This post was written by The Ground Floor contributor and ULI senior resident fellow, Ed McMahon.
Las Vegas, America's fastest growing city, and site of ULI's Fall Meeting, was built on big dreams, cheap land, cheap gas and abundant water. So an article in yesterday's Washington Post caught my eye. The article, "Warming May Exacerbate Global Water Conflicts," made several key points: First, global warming will intensify droughts. And it will intensify flooding, but in totally different places.
According to Stephen Schneider, editor of the journal Climatic Change and a lead author of the authoritative Intergovernmental Panel in Climate Change (IPCC), in places "where the atmosphere is configured to have high pressure and droughts, global warming will mean long dry periods." According to the IPCC, that means drying out in areas such as the Middle East, North Africa, South Australia and the U.S. Southwest.
These will not be small droughts. Richard Seager, a senior researcher at the Lamont-Dougherty Earth Observatory at Colombia University says that "19 different computer models of future trends, predict that sometime before 2050, the Southwest will be gripped in a dry spell akin to the Dust Bowl drought," which lasted through most of the 1930s.
Whoa! If this is true, and indications are that drought is already gripping the Southwest, then freewheeling Las Vegas is headed for big trouble.
The once mighty Colorado River which supplies most of Las Vegas' water is already looking sickly. The reservoirs of both Lake Mead and Lake Powell have sunk to historic lows -- so low, in fact, that the pumps that supply Las Vegas will be above the water line in less than three years according to the Southern Nevada Water Authority.
Yet growth pressures and housing demand in Las Vegas have not abated. Demographers predict that Greater Las Vegas will add 1 million more residents in the next ten years, reaching a population of 3 million by 2010.
Water is not the only problem. Las Vegas is also running out of land, hemmed in by mountains, national parks, military bases, Indian Reservations and endangered species habitat. Developers who 15 years ago paid less than $40,000 an acre are now paying more than $300,000 an acre. In a 2006 auction of public land, a developer paid $639 million for 2,655 acres.
To survive in a new world of limited land, rising gas prices and diminishing water supply, Las Vegas is going to have to become a national model for green building, smart growth and low-impact, sustainable design. Living in a desert has always been a challenge, but the realities of geography and global warming are going to force Las Vegas to go green or suffer the consequences.
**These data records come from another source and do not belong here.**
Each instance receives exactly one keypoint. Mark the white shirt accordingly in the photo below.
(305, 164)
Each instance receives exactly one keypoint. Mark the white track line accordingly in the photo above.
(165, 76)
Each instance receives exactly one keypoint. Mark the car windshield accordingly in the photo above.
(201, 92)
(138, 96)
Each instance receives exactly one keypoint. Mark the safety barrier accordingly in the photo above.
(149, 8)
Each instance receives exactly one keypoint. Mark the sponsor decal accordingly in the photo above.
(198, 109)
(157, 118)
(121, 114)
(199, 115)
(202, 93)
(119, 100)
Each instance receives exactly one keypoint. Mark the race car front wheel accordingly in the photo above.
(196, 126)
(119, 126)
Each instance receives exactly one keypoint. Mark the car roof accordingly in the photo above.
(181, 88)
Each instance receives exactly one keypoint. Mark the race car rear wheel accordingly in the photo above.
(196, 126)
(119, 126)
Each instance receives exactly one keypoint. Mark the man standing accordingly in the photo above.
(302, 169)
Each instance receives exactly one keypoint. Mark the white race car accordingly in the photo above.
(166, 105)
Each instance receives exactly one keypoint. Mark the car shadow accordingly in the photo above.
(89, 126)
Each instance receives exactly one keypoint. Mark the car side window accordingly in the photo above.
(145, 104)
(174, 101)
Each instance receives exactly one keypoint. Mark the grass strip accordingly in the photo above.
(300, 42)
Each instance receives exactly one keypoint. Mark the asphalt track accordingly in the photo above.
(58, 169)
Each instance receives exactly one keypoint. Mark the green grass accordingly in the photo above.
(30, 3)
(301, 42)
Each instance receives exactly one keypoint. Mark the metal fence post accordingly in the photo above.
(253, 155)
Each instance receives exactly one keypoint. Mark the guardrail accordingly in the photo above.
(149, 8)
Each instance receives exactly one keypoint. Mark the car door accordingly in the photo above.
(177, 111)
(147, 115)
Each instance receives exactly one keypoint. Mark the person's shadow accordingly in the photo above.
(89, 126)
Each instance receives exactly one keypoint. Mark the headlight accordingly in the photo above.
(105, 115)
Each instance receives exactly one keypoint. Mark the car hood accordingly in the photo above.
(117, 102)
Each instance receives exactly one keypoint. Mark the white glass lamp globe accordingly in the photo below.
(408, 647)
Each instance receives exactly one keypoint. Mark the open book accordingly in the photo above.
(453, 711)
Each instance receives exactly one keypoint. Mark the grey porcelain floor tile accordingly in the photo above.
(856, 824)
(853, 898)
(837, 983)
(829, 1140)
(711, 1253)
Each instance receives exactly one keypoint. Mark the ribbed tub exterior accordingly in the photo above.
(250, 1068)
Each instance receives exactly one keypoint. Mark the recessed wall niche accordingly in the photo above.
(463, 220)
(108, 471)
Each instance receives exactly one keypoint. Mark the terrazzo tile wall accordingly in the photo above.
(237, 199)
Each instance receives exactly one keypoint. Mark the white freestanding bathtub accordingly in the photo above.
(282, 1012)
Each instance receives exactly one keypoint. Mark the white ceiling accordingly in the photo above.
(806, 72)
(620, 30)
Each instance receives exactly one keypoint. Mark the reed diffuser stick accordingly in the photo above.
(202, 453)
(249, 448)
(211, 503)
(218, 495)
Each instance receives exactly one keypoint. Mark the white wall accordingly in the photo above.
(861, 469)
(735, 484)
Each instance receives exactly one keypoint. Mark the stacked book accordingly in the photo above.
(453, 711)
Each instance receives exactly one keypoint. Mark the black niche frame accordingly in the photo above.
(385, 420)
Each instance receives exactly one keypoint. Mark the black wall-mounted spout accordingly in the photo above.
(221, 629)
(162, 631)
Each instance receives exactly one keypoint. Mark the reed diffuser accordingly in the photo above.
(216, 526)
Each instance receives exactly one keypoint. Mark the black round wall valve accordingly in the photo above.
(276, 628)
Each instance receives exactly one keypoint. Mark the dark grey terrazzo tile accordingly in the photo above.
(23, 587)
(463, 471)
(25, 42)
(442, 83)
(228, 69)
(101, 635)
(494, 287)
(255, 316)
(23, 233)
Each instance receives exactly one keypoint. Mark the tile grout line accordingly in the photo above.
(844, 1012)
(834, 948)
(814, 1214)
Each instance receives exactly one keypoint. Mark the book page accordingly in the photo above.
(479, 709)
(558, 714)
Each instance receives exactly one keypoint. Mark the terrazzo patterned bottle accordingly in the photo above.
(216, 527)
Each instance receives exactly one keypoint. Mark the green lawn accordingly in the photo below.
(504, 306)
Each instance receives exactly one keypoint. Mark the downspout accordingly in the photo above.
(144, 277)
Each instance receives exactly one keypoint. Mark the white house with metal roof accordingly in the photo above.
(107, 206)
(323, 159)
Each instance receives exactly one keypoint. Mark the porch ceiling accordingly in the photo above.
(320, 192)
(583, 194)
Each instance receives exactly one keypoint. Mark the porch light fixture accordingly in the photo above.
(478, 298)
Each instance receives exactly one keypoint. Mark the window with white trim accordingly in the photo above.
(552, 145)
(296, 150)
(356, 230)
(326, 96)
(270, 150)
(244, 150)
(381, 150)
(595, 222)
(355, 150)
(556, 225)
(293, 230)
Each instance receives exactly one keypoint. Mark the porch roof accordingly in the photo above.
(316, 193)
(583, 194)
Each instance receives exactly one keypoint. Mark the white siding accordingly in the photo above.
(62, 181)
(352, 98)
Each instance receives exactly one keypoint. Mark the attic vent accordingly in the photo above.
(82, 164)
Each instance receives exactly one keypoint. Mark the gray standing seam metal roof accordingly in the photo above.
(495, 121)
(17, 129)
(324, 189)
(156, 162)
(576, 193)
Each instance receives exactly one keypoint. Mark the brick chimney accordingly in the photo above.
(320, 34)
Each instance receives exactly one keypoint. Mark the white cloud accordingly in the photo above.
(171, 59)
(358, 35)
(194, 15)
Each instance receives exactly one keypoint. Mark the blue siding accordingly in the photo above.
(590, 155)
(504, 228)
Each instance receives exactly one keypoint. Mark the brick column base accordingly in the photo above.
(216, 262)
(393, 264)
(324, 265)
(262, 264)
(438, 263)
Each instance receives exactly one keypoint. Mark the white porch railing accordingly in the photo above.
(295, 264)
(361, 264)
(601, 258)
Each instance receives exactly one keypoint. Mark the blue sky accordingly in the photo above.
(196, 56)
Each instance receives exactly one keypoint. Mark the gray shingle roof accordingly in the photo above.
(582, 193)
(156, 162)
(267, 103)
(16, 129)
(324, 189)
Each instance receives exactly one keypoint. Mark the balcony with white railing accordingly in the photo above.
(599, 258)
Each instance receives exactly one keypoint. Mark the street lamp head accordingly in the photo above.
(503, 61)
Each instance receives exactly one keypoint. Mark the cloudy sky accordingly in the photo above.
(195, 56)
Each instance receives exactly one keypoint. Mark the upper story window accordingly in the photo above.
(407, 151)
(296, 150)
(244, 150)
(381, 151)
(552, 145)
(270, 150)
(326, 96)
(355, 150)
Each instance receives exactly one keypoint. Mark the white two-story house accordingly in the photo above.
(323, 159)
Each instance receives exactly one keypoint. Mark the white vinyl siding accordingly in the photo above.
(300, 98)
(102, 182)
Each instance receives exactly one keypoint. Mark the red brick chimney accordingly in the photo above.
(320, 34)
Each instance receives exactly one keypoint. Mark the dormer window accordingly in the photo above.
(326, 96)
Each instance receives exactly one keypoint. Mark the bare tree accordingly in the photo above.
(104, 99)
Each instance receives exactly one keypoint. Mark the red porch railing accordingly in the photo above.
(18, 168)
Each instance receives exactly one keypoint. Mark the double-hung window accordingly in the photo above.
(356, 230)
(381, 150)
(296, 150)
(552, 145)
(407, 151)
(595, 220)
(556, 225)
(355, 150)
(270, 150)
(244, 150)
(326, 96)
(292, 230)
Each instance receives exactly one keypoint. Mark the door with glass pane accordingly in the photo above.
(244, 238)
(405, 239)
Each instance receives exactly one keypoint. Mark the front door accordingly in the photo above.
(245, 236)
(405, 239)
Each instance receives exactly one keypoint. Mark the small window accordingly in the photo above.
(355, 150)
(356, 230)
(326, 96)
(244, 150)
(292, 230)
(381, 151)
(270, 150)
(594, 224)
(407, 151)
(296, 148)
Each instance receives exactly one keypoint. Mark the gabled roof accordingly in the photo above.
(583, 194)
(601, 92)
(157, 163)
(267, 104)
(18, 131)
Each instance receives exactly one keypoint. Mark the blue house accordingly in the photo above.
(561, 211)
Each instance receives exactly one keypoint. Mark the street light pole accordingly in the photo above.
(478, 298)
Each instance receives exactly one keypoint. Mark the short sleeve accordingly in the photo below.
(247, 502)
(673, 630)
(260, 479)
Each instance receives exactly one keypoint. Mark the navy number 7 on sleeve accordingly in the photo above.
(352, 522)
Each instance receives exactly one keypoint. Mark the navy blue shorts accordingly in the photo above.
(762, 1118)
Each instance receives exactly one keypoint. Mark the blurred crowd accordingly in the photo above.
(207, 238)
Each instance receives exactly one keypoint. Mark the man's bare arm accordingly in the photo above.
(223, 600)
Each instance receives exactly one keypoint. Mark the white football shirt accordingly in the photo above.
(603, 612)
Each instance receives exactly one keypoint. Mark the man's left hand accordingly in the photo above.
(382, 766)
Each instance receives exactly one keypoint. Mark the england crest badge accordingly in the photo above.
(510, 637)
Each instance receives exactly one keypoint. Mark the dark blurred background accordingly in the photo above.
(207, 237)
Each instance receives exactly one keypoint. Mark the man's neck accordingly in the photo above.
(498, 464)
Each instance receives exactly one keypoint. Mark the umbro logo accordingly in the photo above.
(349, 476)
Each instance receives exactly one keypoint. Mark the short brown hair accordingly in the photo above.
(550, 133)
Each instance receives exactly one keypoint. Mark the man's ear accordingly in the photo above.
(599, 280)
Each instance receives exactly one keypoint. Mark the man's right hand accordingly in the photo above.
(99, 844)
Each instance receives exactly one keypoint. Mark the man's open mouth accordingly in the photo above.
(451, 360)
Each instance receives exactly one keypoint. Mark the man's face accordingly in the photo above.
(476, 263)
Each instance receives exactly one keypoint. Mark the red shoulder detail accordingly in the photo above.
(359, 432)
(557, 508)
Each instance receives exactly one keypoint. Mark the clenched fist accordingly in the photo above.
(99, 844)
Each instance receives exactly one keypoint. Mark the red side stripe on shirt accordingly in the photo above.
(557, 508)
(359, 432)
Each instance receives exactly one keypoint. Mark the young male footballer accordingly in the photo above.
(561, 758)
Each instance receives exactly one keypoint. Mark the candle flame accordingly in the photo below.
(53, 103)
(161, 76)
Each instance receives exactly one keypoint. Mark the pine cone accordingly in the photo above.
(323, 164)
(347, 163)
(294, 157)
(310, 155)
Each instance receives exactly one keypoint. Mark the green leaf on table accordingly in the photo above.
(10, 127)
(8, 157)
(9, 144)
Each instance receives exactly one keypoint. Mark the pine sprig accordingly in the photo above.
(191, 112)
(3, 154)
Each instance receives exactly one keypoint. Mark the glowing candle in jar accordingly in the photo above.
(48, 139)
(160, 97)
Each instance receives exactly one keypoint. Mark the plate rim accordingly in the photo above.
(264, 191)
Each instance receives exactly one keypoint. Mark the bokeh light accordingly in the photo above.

As a planner in San Diego, I agree that water is going to be the big issue in the coming years. The various water authorities that draw from the Colorado River have been exceeding their allotments for years already. Green building and alternative landscaping is going to be key, and convincing the municipal powers that be to incorporate these measures strongly into General Plans and Development Standards has got to be a major priority of planners throughout the country.